Beh, almeno non ha ascoltato la conversazione. Non mi resta che scusarmi e rimettermi al lavoro: certe volte mi sento un minatore dell’ottocento, Robert è un aguzzino! Deve avere delle tendenze sadiche…ce lo vedo con frusta e perizoma.

Comunque, ora mi devo concentrare sul colloquio: cosa mi metto? Devo sembrare determinata, le borse di studio non le danno facilmente e senza contributo economico di fare il corso non se ne parla.
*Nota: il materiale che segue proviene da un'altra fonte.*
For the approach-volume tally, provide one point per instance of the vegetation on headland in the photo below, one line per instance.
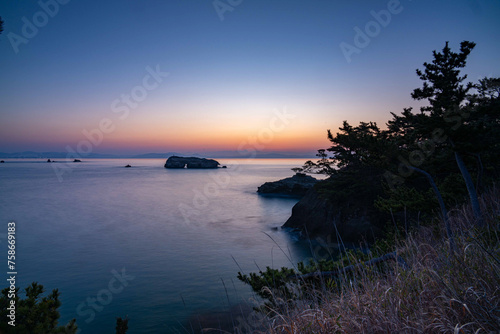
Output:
(409, 175)
(37, 314)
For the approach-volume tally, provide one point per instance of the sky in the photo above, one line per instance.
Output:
(134, 76)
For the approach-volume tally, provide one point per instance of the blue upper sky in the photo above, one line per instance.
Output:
(67, 67)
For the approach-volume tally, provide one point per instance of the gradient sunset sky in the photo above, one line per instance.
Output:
(231, 68)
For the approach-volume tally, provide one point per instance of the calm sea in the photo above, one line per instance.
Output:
(160, 246)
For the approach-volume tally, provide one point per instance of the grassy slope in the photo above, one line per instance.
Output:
(441, 293)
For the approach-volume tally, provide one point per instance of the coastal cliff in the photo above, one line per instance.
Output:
(334, 205)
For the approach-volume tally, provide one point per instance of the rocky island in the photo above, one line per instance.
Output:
(296, 186)
(191, 162)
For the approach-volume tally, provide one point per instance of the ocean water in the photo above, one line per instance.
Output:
(160, 246)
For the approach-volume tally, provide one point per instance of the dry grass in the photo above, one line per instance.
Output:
(441, 293)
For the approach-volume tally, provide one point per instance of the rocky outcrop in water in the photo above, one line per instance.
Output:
(334, 207)
(190, 162)
(296, 186)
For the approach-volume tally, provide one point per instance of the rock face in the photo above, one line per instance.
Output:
(296, 186)
(316, 216)
(191, 162)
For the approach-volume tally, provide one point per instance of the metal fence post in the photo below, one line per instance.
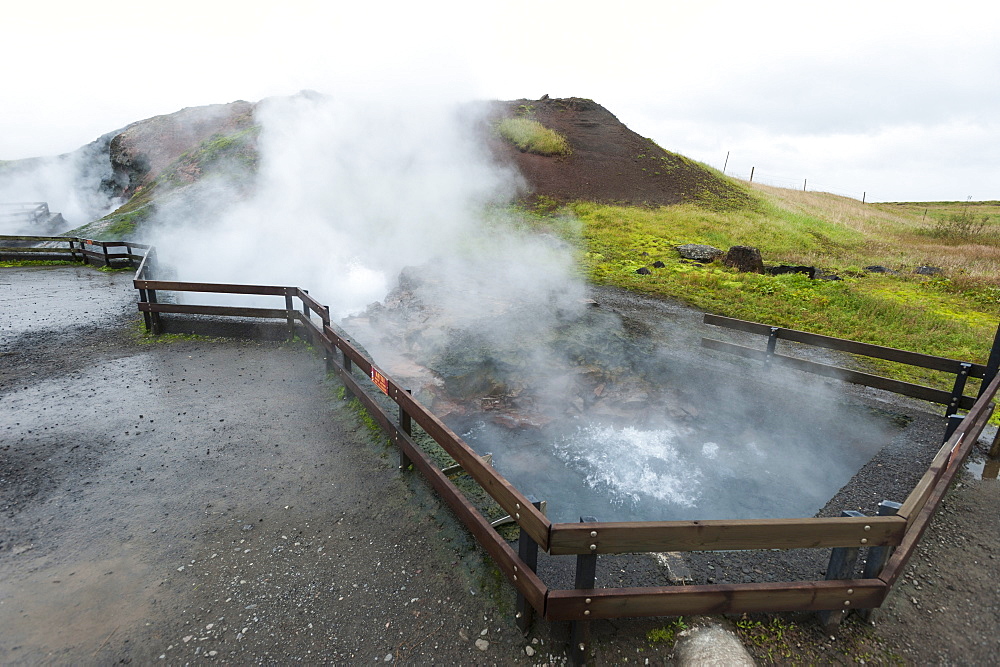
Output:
(843, 561)
(992, 365)
(289, 307)
(527, 551)
(951, 413)
(586, 578)
(146, 316)
(154, 316)
(877, 557)
(406, 424)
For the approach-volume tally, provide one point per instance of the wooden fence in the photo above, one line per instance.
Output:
(890, 538)
(103, 253)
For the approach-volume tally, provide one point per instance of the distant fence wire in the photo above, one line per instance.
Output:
(781, 181)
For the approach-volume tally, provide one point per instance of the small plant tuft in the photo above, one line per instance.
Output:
(531, 136)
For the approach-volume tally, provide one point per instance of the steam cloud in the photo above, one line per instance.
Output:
(349, 193)
(73, 184)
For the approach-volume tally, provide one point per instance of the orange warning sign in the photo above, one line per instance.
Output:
(380, 381)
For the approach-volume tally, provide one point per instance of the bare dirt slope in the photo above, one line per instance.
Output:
(609, 162)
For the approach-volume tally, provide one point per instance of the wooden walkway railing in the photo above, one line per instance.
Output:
(890, 539)
(103, 253)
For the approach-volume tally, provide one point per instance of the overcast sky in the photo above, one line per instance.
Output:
(898, 100)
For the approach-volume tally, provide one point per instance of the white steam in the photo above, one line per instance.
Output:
(71, 184)
(348, 193)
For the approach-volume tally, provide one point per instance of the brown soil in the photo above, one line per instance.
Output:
(145, 148)
(213, 501)
(609, 163)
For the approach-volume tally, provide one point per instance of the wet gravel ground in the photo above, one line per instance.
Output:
(215, 501)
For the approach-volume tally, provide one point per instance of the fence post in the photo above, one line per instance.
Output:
(877, 557)
(843, 560)
(146, 315)
(527, 551)
(992, 365)
(406, 424)
(154, 316)
(586, 578)
(288, 313)
(954, 419)
(347, 359)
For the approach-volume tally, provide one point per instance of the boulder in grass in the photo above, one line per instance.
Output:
(745, 259)
(783, 269)
(878, 268)
(700, 253)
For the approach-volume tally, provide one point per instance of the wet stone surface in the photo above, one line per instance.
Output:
(198, 501)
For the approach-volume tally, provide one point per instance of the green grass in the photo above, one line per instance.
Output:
(531, 136)
(15, 263)
(954, 315)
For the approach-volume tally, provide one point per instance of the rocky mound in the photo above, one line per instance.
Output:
(609, 162)
(144, 149)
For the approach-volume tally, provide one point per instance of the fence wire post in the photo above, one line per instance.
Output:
(843, 561)
(586, 578)
(406, 424)
(877, 557)
(527, 551)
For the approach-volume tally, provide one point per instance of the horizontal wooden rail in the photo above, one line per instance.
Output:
(856, 377)
(519, 575)
(961, 441)
(578, 605)
(844, 345)
(230, 311)
(313, 304)
(221, 288)
(654, 536)
(901, 531)
(45, 251)
(503, 492)
(12, 237)
(921, 504)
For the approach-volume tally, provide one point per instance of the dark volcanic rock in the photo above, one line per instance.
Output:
(782, 269)
(608, 162)
(700, 253)
(744, 258)
(928, 271)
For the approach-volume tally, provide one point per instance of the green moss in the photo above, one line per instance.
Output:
(531, 136)
(16, 263)
(668, 633)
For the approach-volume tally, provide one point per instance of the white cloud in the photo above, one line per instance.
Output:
(705, 77)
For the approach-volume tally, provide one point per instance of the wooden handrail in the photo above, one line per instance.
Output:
(902, 531)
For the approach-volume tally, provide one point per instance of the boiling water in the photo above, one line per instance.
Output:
(634, 473)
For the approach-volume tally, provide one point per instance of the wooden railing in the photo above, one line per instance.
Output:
(890, 539)
(104, 253)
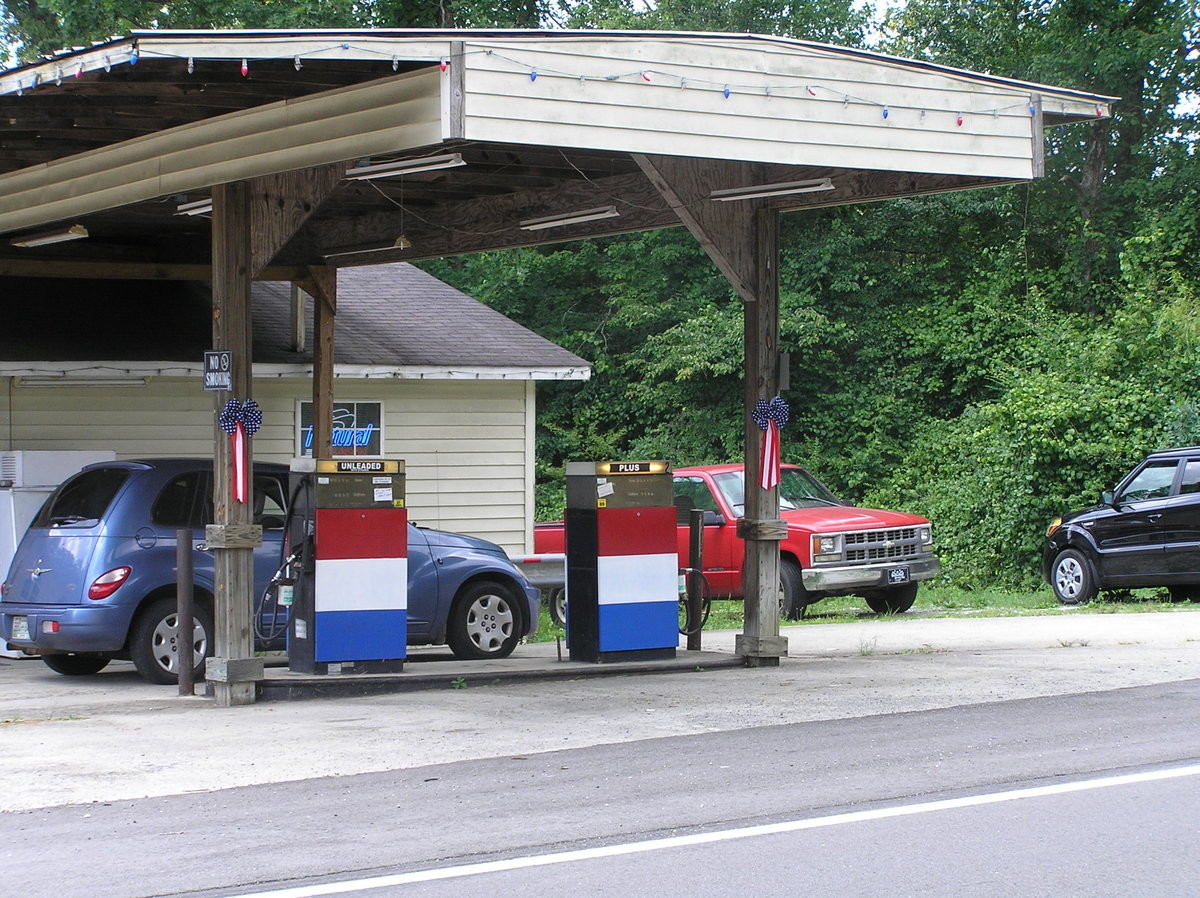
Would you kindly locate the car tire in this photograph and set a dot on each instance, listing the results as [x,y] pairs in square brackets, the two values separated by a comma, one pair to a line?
[1072,579]
[795,598]
[557,602]
[81,664]
[154,641]
[485,622]
[892,602]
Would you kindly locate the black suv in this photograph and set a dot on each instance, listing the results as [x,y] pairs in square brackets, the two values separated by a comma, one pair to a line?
[1146,532]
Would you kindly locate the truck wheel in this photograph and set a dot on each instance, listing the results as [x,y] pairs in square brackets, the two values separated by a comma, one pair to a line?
[82,664]
[1071,578]
[484,622]
[795,598]
[155,644]
[892,602]
[558,606]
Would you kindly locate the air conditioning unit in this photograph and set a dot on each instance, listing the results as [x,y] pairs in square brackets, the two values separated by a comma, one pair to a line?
[45,467]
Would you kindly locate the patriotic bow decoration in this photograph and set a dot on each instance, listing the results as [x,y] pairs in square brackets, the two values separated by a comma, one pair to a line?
[769,417]
[240,420]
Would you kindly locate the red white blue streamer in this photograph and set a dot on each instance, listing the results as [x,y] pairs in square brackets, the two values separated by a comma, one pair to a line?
[240,420]
[769,417]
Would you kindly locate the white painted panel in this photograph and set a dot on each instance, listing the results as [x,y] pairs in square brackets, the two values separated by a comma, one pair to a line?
[629,579]
[361,585]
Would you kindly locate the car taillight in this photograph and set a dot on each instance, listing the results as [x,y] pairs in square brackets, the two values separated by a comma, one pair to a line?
[107,584]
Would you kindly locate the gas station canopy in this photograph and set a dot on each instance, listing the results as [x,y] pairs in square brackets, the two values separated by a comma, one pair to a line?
[433,143]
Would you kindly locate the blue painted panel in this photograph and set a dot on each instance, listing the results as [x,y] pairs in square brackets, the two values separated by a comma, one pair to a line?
[360,635]
[642,624]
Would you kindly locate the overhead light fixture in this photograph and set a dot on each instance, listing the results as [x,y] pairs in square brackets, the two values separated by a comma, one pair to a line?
[773,190]
[76,232]
[558,221]
[197,207]
[407,166]
[400,243]
[78,381]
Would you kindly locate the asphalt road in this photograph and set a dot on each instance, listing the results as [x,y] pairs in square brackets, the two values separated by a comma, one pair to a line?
[645,759]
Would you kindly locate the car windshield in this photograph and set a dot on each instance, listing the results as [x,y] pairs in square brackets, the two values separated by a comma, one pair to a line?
[797,489]
[83,498]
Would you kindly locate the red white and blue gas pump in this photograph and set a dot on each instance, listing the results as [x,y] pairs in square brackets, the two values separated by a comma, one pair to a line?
[351,600]
[622,562]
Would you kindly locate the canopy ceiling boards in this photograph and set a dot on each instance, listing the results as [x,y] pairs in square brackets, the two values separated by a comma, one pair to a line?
[571,130]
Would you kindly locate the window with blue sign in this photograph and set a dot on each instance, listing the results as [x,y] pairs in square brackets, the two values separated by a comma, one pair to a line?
[358,429]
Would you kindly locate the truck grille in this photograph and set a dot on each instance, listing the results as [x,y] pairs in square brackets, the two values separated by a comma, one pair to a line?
[863,546]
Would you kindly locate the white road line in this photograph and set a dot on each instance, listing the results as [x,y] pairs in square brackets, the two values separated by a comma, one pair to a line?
[634,848]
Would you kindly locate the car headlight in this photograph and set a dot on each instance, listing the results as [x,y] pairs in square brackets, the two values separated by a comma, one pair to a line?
[826,548]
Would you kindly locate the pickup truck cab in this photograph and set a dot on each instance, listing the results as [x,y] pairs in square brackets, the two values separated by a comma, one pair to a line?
[832,549]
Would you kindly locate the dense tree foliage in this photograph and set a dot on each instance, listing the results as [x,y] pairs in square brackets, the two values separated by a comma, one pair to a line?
[989,358]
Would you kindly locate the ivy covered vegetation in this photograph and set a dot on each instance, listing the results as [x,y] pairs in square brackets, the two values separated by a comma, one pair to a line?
[989,358]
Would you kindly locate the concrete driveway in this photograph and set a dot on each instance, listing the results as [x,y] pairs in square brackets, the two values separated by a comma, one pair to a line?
[102,738]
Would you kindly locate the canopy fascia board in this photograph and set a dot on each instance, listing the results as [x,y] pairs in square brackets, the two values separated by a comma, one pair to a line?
[384,115]
[79,372]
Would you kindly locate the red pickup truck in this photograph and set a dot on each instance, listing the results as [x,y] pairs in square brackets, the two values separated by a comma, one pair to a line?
[832,549]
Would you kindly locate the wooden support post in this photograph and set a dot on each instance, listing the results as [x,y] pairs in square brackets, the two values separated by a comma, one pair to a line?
[743,240]
[760,642]
[322,285]
[232,670]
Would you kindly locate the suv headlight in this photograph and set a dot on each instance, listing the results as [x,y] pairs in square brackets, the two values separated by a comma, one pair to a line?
[826,548]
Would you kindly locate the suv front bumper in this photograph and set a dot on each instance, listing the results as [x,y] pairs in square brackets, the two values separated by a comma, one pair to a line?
[869,576]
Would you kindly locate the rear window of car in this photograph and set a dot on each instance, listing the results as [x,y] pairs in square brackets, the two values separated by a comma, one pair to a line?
[83,498]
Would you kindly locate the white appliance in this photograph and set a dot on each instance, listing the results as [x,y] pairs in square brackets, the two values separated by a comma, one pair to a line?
[27,478]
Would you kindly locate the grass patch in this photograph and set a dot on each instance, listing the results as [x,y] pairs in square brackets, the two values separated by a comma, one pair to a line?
[933,602]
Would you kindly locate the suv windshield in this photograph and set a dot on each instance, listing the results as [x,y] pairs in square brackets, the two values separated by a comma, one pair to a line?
[797,489]
[82,498]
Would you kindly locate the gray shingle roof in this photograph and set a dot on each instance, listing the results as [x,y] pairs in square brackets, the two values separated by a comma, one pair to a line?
[390,315]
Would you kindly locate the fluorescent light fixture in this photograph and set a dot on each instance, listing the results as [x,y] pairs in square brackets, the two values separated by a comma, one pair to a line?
[79,381]
[558,221]
[408,166]
[773,190]
[76,232]
[400,243]
[197,207]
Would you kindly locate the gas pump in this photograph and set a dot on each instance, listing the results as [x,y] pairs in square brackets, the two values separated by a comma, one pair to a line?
[622,562]
[348,537]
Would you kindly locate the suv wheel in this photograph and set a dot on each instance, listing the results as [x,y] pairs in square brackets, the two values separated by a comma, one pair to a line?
[155,644]
[81,664]
[1071,578]
[484,622]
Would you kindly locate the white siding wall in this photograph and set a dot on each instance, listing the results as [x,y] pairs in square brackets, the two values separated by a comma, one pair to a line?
[466,443]
[790,105]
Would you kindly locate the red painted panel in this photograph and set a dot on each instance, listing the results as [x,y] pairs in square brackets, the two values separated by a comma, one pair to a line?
[636,531]
[361,533]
Mi siedo al computer e noto subito una bustina lampeggiante: ho un’email, che bello. Adoro ricevere email personali in ufficio.

È Emma che, per stasera,  propone un nuovo locale dove fanno musica dal vivo. Perché no? Basta che non si debba ballare: mi va di ascoltare un po’ di jazz e bere una birra in tranquillità.

Rispondo che per me è ok e controllo chi è in copia: Bradley, ovviamente, Rebecca e Zoe che sono le due ragazze con cui Emma divide l’appartamento, Will il ragazzo di Zoe e Peter Boyd un amico di Emma, un tipo piuttosto strano ma, a suo modo, interessante. Credo che Emma gli piaccia e mi sembra che anche a lei non disdegni la sua compagnia ma preferisco non approfondire perché Emma è particolarmente suscettibile sull’argomento “uomini”. E anche su tanti altri, purtroppo.

Nel pomeriggio la pioggia sembra calmarsi, alle quattro, come previsto, Robert saluta tutti e va via e noi superstiti della settimana tiriamo un sospiro di sollievo. Verso le sei arriva Jack che è stato chiuso tutta la giornata nell’ufficio di David Drake a discutere della campagna vendite invernale. Lo guardo venire verso il mio tavolo con aria affamata. Che novità! Peccato abbia appena mangiato un delizioso pacchetto di crackers al formaggio!

“Ciao ragazzi” Con un mezzo sorriso comincia a perlustrare i nostri tavoli “Qualcosa da mangiare?”

Mi dispiace per te, scroccone, arrivi tardi!

“Niente, Jack…scusa”

“Oh, non c’è problema” Afferra il mio pacchetto di gomme da masticare con aria delusa e ne prende un paio. Accidenti a me e a quando non le ho rimesse in borsa!

“Robert?” Domanda guardandosi intorno.

“Beh, Robert è andato via un paio d’ore fa…” Esulto per il colpo assestato al verme!

“Ah.” Di nuovo aria sconsolata. Quest’uomo deve annoiarsi molto, quando non lavora.

Pochi secondi dopo, Amanda Pitt, un’insopportabile brand manager, avanza verso di noi sorridendo a Jack.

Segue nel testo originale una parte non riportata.